GBCI Menginisiasi Pendirian Lembaga Sertifikasi Produk Hijau

Reading time: 2 menit
Ilustrasi: Ist.

Jakarta (Greeners) – Sumber bahan bangunan yang ramah lingkungan menjadi nilai tambah pada suatu produk atau material dalam menjaga kelestarian lingkungan bumi. Bahan baku bersertifikat lingkungan dan efisiensi pemakaian bahan selama proses produksi pun menjadi sangat penting dalam menghasilkan produk atau material berkualitas dan ramah lingkungan.

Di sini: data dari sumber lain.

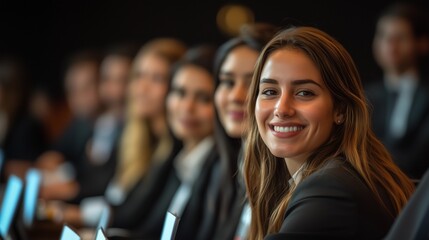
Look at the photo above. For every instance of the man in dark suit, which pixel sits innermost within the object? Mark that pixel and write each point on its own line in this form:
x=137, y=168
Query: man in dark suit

Sayangnya, menurut Ketua Green Building Council Indonesia, Naning Adiningsih Adiwoso, saat ini Indonesia masih belum memiliki lembaga sertifikasi resmi terkait produk ramah lingkungan selain yang dilakukan oleh pemerintah. Namun, menurutnya, yang dilakukan pemerintah sendiri pun masih belum berjalan maksimal.

“Bahkan Standar Nasional Indonesia (SNI) saja belum tentu dia itu “green” ya. Karena bicara “green” itu artinya life cycle assessment-nya ada, siklus hidupnya itu jelas, efisiensi energinya pun terukur,” jelas Naning kepada Greeners, Jakarta, Senin (03/07).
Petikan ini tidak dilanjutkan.